Welfare recipients should have 18 months in which to develop basic English language skills or otherwise, lose their benefits. Federally, this is One Nation policy – ensuring non-English speaking people take responsibility for integrating into the broader Australian community and communicating effectively with their fellow Australians.
In its NSW policy, One Nation will change the focus of the chief ethnic affairs body, Multicultural NSW, from “celebrating diversity” to facilitating unity. Instead of wasteful community grants and political pork barreling, its budget will be spent on:
The development of English language skills, in cooperation with NSW schools, TAFE and other training providers;
Avoiding ethnic separatism and division; and
Creating a blended, integrated society, as originally intended by multicultural policy.
A major issue of public debate in NSW is the question of Islamic integration. One Nation has no beef with any race or religion. We abhor a discriminatory, sectarian approach to politics. We note and applaud Muslim communities that have come to Australia and worked and studied hard as good citizens, such as the Indian-Fijian-Islamic community in South-West Sydney.
Our concern is with radical Islam and its impact on public safety. If there is any evidence of hate-preaching mosques in NSW, they should be closed down and, if possible, the hate-preachers deported from Australia. Our other concern is with ethnic enclaves and the divisiveness of suburban segregation.
Some people argue that even if Muslim communities have formed enclaves in Western Sydney, they will ultimately follow the settlement patterns of South European and Asian migrants to Australia, where the second and third generations have integrated into society. But to do this, communities must be hungry for work and economic success.
This is why One Nation worries about high levels of welfare dependency in places like Lakemba; it’s a bad sign for future integration. The 2016 Census figures show that less than one-half of Lakemba’s labour force participants are in full-time jobs. The suburb has an unemployment rate of 13.5 percent, with a further 5.1 percent ‘away from work’.
For these communities, it is vital to promote successful Islamic role models – people who have embraced Australian values and created economic success for themselves. We can’t be telling migrants to integrate unless we actively promote integration success stories in the Australian political system.
NSW One Nation is doing this with our excellent candidate for the seat of Hornsby, Emma Eros. She’s a plumber, a businesswoman, an entrepreneur, a fine family person, a supporter of our troops overseas, a great role model all-round. If a young Islamic girl is deciding on which way to head in life, it’s better for her to look towards an Emma Eros for inspiration than Green-Left radicals such as Senator Mehreen Faruqi.
In its NSW policy, One Nation will ensure:
The NSW Government closes down hate-preaching mosques and urges the Federal Government to deport hate-preachers. If this is not possible, hate-preachers should be jailed.

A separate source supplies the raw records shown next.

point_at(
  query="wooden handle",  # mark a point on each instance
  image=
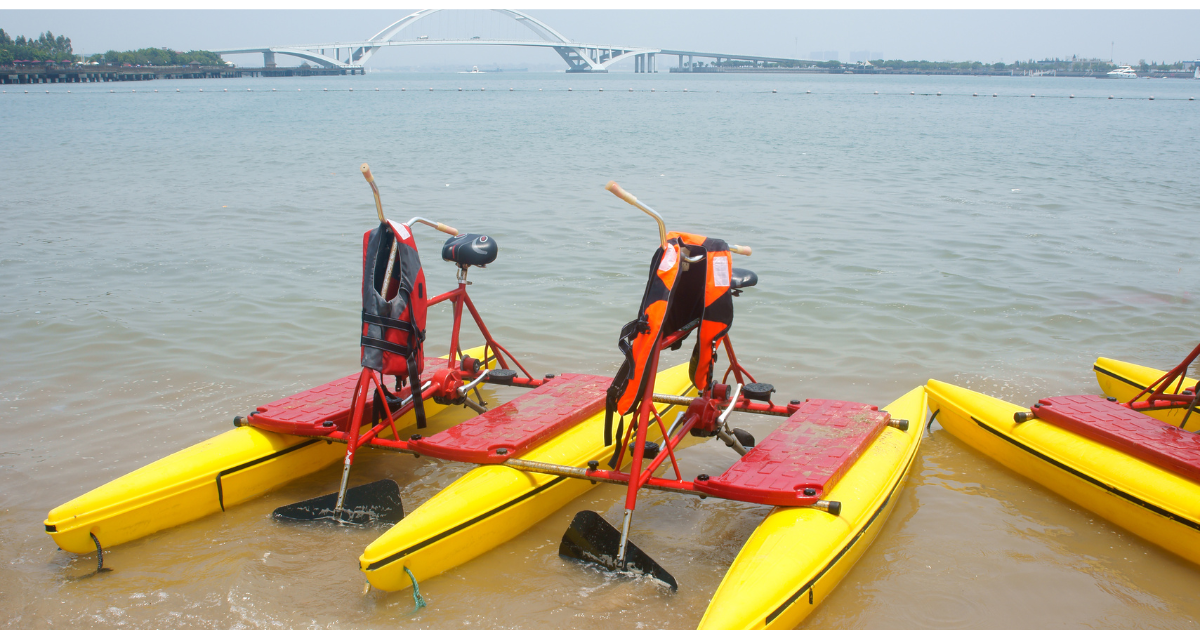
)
(370, 178)
(613, 187)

The NSW Government closes down radicalised schools, whether in the public or private education systems. There must be zero tolerance of radical Islam in schools, with stronger standards of transparency in how these matters are handled. Too often in the past, radicalised student behaviour has been swept under the carpet.
Islamic full-face coverings are removed in NSW Government buildings. In any security screening process, such as airports and banks, if caps, hats and helmets have to be removed, then Islamic head and face coverings should also be removed. Islamic women can never successfully integrate unless they can talk to other Australians face-to-face.
We continue to promote well-integrated, talented, conservative Muslims into public life, such as Emma Eros, our NSW candidate for Hornsby. Importantly, Emma’s candidacy also shows One Nation to be a truly mainstream, pro-merit, anti-discrimination party.